Et d'autre part par une certaine propension à l'ésotérisme, à l'hermétisme, notamment dans leurs aspects martiniste et swedenborgien.
Je ne connais pas Serge Caillet, mais outre son livre, que je me permets de vous recommander même s'il est d'abord difficile, vous pourrez vous faire une bonne idée de qui il est au travers du site de son Institut Eléazar:
http://www.institut-eleazar.org/index.php?option=com_content&task=view&id=24&Itemid=53
Il y propose en particulier un cours de martinisme.
Maintenant, que nous apprend ou que nous confirme Caillet (que je ne dissocie pas d'Amadou dans ce qui suit)? D'abord, comme en fait foi le premier cliché que dès 1894 un des frères Thomas, familiers de Champagne, est un "frère" de la maçonnerie égyptienne. Il s'agit ici d'Albéric.
On pourra utilement à ce propos se reporter à mon article du 4 juin 2006: Champagne ami des frères Thomas.
Ensuite, qu'Abel Thomas est en 1986 un "vénérable" de la même obédience. Son frére Albéric apparaît parmi ses adjoints.
Le Chacornac qui fait partie des membres actifs est sans doute encore à l'époque Henri Chacornac.

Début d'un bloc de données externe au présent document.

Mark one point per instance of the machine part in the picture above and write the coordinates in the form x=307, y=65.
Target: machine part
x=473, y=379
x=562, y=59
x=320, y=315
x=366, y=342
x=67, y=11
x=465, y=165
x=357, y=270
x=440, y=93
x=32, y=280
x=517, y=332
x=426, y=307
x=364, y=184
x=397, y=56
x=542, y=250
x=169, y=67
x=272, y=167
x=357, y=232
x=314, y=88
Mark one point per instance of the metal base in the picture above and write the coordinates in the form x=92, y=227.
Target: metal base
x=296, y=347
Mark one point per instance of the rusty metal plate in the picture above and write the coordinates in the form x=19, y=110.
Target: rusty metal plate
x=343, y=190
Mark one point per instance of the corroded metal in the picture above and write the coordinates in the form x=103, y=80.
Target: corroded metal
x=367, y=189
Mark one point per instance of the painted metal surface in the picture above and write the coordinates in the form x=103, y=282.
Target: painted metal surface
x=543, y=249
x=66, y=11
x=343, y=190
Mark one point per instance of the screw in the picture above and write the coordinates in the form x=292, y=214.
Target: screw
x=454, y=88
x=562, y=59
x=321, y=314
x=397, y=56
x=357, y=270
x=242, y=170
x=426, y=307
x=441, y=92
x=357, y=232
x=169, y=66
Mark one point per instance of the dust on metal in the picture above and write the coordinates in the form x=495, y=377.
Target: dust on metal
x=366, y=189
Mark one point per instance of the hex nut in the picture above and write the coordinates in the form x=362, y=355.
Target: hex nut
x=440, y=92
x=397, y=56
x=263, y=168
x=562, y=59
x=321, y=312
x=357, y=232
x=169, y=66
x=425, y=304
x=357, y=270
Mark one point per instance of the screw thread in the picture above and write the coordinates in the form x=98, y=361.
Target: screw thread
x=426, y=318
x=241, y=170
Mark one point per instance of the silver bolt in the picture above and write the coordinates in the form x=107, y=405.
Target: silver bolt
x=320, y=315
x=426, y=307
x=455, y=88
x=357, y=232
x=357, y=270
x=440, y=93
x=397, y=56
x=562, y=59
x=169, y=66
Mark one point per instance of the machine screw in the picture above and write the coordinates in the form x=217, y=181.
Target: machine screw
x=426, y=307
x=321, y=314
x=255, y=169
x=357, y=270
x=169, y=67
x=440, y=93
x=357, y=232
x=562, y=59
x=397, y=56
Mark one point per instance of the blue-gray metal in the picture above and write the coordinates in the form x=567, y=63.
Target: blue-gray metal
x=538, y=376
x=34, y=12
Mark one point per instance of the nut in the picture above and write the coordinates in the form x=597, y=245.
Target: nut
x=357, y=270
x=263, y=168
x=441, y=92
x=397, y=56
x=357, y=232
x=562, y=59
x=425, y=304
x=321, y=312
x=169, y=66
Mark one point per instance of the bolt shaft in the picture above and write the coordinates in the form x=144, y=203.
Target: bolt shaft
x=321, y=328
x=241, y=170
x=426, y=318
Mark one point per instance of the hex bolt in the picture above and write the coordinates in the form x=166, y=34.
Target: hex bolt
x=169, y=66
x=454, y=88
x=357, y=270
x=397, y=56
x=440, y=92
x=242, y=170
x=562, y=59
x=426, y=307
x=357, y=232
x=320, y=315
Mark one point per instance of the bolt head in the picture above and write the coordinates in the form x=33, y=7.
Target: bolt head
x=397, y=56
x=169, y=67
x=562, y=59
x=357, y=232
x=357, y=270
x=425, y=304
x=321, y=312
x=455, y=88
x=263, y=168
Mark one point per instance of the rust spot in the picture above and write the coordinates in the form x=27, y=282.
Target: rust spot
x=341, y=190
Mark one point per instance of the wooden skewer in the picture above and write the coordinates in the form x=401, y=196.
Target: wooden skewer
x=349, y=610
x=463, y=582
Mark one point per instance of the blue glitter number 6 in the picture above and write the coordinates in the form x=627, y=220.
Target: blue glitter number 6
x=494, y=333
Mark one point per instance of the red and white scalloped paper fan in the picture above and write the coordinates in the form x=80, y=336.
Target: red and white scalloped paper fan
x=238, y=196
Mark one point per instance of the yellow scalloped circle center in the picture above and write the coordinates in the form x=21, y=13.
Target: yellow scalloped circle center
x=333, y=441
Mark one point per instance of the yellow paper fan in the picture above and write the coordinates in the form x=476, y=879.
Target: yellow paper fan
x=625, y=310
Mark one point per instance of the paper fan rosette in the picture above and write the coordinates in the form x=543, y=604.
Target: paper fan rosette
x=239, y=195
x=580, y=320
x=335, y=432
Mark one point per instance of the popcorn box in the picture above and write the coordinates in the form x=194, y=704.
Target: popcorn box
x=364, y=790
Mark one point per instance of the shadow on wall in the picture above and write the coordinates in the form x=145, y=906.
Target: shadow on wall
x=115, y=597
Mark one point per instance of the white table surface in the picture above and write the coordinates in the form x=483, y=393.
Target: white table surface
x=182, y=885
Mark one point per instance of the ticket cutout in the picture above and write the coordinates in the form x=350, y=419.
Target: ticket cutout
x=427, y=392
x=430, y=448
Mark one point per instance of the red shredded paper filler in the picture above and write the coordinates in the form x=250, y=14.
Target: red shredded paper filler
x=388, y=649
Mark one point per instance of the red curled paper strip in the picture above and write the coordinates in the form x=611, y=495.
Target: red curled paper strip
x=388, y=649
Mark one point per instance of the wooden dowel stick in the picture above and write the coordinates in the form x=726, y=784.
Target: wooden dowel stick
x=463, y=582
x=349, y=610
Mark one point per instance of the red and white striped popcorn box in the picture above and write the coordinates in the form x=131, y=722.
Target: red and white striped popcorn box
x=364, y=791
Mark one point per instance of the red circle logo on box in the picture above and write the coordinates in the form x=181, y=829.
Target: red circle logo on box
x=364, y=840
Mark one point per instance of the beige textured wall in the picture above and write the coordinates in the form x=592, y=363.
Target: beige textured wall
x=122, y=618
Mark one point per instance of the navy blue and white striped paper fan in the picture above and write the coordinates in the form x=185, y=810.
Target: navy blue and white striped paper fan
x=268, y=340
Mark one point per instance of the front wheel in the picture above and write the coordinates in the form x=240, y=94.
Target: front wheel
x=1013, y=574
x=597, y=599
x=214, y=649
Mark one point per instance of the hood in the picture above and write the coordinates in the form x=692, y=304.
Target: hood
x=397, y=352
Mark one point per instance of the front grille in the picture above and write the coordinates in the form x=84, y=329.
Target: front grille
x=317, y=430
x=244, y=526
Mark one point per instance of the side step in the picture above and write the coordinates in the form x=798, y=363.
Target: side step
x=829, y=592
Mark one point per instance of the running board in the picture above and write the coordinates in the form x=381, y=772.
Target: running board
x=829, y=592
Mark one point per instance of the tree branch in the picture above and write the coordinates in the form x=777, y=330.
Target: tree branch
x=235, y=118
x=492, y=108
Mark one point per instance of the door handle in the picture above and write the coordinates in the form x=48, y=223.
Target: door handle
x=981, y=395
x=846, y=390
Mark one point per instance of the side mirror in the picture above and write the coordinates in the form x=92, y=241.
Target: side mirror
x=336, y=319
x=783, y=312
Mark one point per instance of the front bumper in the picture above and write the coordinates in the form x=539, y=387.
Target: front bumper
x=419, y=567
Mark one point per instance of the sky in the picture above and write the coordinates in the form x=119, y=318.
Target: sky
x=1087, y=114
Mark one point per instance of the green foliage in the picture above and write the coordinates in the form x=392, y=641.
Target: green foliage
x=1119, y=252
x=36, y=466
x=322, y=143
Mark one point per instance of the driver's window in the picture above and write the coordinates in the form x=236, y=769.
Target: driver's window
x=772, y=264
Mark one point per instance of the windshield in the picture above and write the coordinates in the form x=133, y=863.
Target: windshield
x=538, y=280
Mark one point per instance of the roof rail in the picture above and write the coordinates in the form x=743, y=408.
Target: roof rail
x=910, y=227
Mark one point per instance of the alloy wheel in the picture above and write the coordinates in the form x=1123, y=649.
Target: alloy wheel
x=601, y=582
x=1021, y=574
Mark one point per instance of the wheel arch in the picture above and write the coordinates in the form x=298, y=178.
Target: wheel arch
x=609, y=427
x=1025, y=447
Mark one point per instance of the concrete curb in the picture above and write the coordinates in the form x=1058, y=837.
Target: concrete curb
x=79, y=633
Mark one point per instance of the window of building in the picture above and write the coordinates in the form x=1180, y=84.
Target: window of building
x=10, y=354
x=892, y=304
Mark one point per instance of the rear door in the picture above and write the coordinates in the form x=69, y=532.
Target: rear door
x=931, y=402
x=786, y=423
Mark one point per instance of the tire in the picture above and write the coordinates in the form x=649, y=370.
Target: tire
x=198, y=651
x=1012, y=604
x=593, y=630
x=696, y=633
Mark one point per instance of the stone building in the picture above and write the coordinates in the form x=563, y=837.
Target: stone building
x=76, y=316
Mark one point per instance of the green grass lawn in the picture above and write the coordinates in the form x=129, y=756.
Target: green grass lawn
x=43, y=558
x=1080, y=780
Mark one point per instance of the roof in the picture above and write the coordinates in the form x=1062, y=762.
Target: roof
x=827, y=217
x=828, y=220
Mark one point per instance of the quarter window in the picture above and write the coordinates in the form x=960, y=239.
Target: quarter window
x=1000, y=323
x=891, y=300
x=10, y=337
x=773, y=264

Voyez à ce sujet mes posts Champagne au pays Chacornac (3 juin 2006) et D'Henri Chacornac à Champagne (26 juillet 2006).
Le fils d'Henri, Paul, qui reprendra la librairie de son père, apparaîtra plus tard et tout naturellement dans le même paysage. Selon Serge Caillet, il sera le trésorier du "convent" parisien de 1908, dont j'ai reproduit ci-dessous une photo tirée de son ouvrage.
A son endroit, je vous renvoie à mon article De Paul Chacornac à Julien Champagne du 24 octobre 2006.
Rappelons tout de même qu'un des Thomas était associé de Pierre Dujols, ami et employeur de Champagne, et que de même Champagne a travaillé pour les Chacornac.
Et qu'Abel pourrait être à l'origine du premier livre sur le poële alchimique de Zurich, étude parue justement en 1896.
Souvenons-nous également qu'en 1908, Julien Champagne connaît sans doute déjà Fulcanelli, et que ses premiers dessins alchimiques connus remontent à 1910-1911.
Le frontispice du Mystère des Cathédrales, d'allure clairement...égyptienne, sera d'ailleurs publié pour la première fois en 1912 par la maison Chacornac (mon article Champagne en 1912, 17 juillet 2006).
Mais revenons en 1896, et donc aux dix-neuf ans de Julien, et regardons ensemble cette liste de membres actifs de la maçonnerie.
Et oui, vous avez bien vu, les frères Thomas ne sont pas les seuls domiciliés au 10 rue Durand-Claye...
Qui est donc ce Lalande, sinon Emmanuel Lalande (1868-1926), dit Marc Haven, intime de Papus et auteur comme Pierre Dujols d'une introduction à l'alchimique Mutus Liber:
http://www.arbredor.com/auteurs/haven.html
Et qui est enfin ce Philipon, sinon René Philipon, alias Jean Tabris (1869 ou 1870-1936), chevalier de la rose croissante, féru du rosicrucien Stanislas de Guaïta et membre comme Sédir de la Société alchimique de France?
Sur Sédir, un temps lui aussi maçon égyptien, ami des Thomas et de Philipon, et employé des Chacornac, je vous incite à relire au besoin : Champagne et l'homme de désir, 10 août 2006.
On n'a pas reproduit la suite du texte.